MP Holy Yoga business in transition

 March 4, 2016 | By LYNDA STRINGER

Holy Yoga

Photo by LYNDA STRINGER

 

Rachel Barkley and her business are both undergoing a transitional period as the new fitness venture seeks a permanent home.

Barkley launched Fresh Yoga & Wellness in September 2015 and held classes at 3rd Street Nutrition until recently. She decided to seek out a location that could offer her students more flexible class schedules and until she finalizes those plans, she’s holding classes, at least through March, in the former Lawler Vision Center building on Van Buren Avenue.

“It’s a smaller setting over there, so we will have smaller classes for now, but I added a 9 a.m. class to see if I could hit some new people,” Barkley said.

The class schedule includes a Tuesday and Thursday 5 p.m. class, an early bird Wednesday class that meets at 5:15 a.m. and the 9 a.m. class, which meets on Tuesdays. She also holds classes in the park on occasional Saturdays. That class will meet today at 8:30 a.m. at Dellwood Park.

“I have a community of people who have been coming to these classes and Kellye Cooper, one of my students, actually provided the space for us for March,” Barkley said. “It’s temporary right now.

I’m getting the word out to gyms and churches and chiropractors and counselors.”

Barkley has also started booking private sessions for clients.

“These sessions, which are one on one or a small group setting, are structured to meet specific needs, whether it’s emotional or spiritual or different physical modifications they need and don’t feel comfortable in a group setting,” she said. “It is more personally targeted with journaling and meditation.”

Barkley is a registered Holy Yoga Instructor and in May will earn certifications in Christian Yoga Therapy and Trauma Sensitive Yoga. She has been a personal trailer since 2008.

She said meditation is a big part of Holy Yoga. The difference in this Christian-based form of the art is that the students meditate on scripture.

“It provides that shift in perspective that this life is a process and we can release striving for perfection and pick up walking with the Holy Spirit and seeking the Lord for guidance and walking step by step in what he wants to stir in us today,” she said.

The group classes incorporate meditation, but not as in-depth.

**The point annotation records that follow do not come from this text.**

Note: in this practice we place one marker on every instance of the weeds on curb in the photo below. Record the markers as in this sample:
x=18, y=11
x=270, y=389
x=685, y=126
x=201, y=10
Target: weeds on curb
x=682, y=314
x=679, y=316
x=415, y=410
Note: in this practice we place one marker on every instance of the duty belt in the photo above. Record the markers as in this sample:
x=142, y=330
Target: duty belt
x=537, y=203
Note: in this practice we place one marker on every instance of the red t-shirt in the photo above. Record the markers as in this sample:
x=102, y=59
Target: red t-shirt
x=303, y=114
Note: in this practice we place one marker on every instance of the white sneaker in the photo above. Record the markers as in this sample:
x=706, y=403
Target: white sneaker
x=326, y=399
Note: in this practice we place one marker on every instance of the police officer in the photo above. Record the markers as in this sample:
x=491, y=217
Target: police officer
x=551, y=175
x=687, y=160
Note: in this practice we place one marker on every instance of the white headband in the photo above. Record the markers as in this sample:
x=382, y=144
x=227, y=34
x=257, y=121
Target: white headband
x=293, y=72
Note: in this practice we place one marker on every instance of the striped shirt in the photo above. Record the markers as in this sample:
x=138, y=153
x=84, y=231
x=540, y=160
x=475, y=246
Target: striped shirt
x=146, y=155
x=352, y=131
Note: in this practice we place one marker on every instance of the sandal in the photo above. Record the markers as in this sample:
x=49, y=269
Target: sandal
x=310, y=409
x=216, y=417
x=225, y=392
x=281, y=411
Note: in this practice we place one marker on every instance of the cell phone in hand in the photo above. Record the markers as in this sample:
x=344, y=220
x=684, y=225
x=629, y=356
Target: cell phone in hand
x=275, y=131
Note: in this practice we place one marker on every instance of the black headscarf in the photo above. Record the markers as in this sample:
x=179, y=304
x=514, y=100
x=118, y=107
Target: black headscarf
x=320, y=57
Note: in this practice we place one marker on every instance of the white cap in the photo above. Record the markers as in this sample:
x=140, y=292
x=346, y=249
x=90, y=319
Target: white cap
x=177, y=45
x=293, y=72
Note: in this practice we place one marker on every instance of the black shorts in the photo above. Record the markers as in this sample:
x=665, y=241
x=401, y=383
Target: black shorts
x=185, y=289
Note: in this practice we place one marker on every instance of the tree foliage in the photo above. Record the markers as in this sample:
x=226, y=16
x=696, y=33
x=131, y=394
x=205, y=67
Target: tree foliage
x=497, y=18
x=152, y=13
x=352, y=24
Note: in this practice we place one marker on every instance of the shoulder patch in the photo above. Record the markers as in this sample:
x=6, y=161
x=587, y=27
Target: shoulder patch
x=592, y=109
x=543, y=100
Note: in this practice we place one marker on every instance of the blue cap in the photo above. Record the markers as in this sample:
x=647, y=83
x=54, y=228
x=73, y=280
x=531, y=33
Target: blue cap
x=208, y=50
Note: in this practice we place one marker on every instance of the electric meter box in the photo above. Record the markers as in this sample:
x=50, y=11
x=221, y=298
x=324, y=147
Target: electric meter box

“There is more journaling and discussion in the private and small group sessions,” she said.

Barkley said yoga is becoming more popular as a referral from the medical community because of its stress-relieving focus and scientific studies that have revealed the impact that stress has on overall health.

“People realize they are stressed, but they don’t realize how much stress affects them,” she said. “I love the study of it and seeing the people that are coming to my class and experiencing that they are able to work themselves out of that with breathing exercises. They are able to let go of it spiritually and give it to God.”

She said the reaction from the community has been extremely good since she opened for business, although she admits it raised some eyebrows.

“Some people have said, ‘Hmm, yoga and Jesus? I didn’t know those two could go together,’” she said, laughing. “But, they have been really supportive.”

The difference in her class is inserting Biblical scripture and connecting yoga’s concepts to the Christian faith.

“Yoga isn’t a religion. It’s a physical practice. Yoga means to yoke and in Holy Yoga we yoke the breath, movement and meditation. The meditation side is where you would insert a religion or thought process. We meditate on the Bible, on truth,” Barkely said. “A lot of the verbiage that is used in a holy yoga class you would find in other yoga classes, surrendering a pose, being rooted or grounded or fixing your gaze. Our verbiage is tied to the Gospel.”

Rather than practicing self-actualization or transcending oneself, Holy Yoga recognizes that “there is no real self-realization with knowing who you are in Jesus Christ,” Barkley said. 

Barkley, who has two kids and a husband – Drew Barkley, a teacher and coach at Mount Pleasant High School who fully supports her, –is finding herself in a transitional period as well.

“For me personally, I am in a process of letting go of my expectations for what the business should like and I’m letting God mold and lead,” she said.

Surprisingly, she has found that part of the molding process has come from some of her students.

“Every person that has come to the classes has brought something to the table. They’ve brought encouragement and support and love when I’ve needed it or Kellye providing the location or another friend saying they would help get the word out. You can’t do it alone and I’ve been overwhelmed by the people that he has put in those classes. He has them there for a reason,” she said.